Balancing the classes does not substantially improve the model. The prediction of the minority class gets better (at a cost of the majority class), as the model gets penalized more for errors in the minority class. 

In [None]:
modelRF = RandomForestClassifier()
print('* Random Forest Classifier * \n')
fit_evaluate(modelRF, X_train, X_test, y_train, y_test)

The random forest classifier performs overall better than logistic regression. Next, testing if balancing the data improves the performance, particularly for the underrepresented class 1 (churned) using a balanced random forest classifier that randomly under-samples each boostrap sample to balance it.

In [None]:
modelRF_bal = BalancedRandomForestClassifier()
print('* Balanced Random Forest Classifier * \n')
fit_evaluate(modelRF_bal, X_train, X_test, y_train, y_test)

The balanced random forest classifier classifies the minority class often correctly, however, at the cost of many false negatives. This shows that downsampling favors class 1, compared to other models.    

In [None]:
modelGB = GradientBoostingClassifier()
print('* Gradient Boosting Classifier * \n')
fit_evaluate(modelGB, X_train, X_test, y_train, y_test)

The GB classifier performs quite well. Next, testing a bagging classifier with additional balancing. The bagging approach randomly selects a subset of data to build several estimators.
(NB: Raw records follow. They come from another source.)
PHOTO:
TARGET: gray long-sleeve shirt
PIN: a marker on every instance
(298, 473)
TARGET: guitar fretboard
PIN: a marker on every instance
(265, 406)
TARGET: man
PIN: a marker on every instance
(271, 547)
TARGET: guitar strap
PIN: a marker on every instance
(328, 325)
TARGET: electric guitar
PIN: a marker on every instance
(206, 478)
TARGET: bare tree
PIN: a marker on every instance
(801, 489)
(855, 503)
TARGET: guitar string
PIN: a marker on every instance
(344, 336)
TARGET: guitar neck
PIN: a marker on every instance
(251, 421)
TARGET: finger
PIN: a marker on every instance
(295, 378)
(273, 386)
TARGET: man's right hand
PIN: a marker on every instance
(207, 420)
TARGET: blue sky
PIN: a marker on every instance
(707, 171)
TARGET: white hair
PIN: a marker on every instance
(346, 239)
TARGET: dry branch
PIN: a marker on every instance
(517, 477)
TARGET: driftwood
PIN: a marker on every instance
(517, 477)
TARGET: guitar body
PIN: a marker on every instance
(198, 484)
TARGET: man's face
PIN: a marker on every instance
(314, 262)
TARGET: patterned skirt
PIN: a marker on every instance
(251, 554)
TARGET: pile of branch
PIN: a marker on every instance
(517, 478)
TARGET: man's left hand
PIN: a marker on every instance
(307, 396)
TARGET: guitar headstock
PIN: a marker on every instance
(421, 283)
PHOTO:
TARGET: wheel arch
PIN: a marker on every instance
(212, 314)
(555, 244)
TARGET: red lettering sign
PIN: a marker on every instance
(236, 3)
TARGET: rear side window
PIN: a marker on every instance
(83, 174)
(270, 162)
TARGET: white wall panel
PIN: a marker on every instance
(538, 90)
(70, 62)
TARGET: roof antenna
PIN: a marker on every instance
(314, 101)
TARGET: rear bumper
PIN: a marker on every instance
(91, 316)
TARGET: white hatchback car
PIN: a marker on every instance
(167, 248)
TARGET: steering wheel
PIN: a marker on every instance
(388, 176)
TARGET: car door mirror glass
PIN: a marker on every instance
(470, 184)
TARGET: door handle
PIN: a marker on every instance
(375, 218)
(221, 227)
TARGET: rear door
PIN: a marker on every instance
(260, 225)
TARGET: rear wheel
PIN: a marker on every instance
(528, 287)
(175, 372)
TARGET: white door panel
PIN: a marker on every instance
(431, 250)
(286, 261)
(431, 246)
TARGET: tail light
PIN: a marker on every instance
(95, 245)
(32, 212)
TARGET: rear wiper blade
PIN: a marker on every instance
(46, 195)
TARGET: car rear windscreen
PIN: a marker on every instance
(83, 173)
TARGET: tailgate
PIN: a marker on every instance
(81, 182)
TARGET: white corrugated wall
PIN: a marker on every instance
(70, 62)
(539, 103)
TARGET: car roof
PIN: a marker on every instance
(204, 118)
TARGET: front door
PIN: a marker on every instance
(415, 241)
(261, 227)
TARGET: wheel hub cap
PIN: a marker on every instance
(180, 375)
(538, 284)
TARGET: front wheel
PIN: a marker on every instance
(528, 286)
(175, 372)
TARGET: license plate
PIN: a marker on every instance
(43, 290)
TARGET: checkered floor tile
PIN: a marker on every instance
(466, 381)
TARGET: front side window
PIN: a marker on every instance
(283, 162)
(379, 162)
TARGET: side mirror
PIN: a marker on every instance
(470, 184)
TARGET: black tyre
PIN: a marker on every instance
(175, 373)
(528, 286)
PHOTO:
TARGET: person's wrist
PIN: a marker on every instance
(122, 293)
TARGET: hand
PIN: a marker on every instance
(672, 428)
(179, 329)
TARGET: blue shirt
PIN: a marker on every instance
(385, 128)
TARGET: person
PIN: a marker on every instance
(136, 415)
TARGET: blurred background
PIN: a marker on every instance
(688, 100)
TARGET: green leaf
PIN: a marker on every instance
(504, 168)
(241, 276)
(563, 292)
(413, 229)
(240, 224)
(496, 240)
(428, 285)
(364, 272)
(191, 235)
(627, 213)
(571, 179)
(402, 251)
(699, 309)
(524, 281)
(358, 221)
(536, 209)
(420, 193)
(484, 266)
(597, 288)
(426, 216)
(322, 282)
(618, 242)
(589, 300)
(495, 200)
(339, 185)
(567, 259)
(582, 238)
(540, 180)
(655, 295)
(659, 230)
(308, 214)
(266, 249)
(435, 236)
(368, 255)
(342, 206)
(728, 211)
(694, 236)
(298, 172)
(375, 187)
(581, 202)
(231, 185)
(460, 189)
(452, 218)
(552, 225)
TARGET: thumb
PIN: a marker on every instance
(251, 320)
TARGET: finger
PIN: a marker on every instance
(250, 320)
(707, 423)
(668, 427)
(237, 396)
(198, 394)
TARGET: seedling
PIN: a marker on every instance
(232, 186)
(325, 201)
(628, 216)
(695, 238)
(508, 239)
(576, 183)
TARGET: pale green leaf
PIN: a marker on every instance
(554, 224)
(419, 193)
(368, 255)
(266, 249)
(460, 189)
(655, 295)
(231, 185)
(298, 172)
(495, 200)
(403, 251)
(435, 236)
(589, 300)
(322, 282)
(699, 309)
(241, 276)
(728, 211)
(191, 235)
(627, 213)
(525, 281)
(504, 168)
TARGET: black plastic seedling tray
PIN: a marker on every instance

The base estimator is a decision tree.

In [None]:
modelBBC = BalancedBaggingClassifier()
print('* Balanced Bagging Classifier * \n')
fit_evaluate(modelBBC, X_train, X_test, y_train, y_test)

As expected, the balanced bagging classifier also favors the underrepresented class 1 (churned), providing the best f1-value for the minority class and an overall good accuracy of 90%. 

In [None]:
modelKNN = KNeighborsClassifier() 
print('* K Nearest Neighbors Classifier * \n')
fit_evaluate(modelKNN, X_train, X_test, y_train, y_test)

In [None]:
# finding the best k 
error_rate = []
for i in range(1,25):
    knn = KNeighborsClassifier(n_neighbors=i)
    knn.fit(X_train, y_train)
    pred_i = knn.predict(X_test)
    error_rate.append(np.mean(pred_i != y_test))

plt.plot(range(1,25), error_rate, color='b', linestyle='--', marker='o', markerfacecolor='r', markeredgecolor='r', markersize=8)
plt.xlabel('K')
plt.ylabel('Error Rate')
plt.title('Error Rate vs. K Value')

# plotting the k value that minimizes the error 
print('Minimum error:', np.round(min(error_rate), 3),'at K =', (error_rate.index(min(error_rate)) + 1), '\n');

As the default for k is 5 already in KNN, the best k is already implemented in the default KNN above.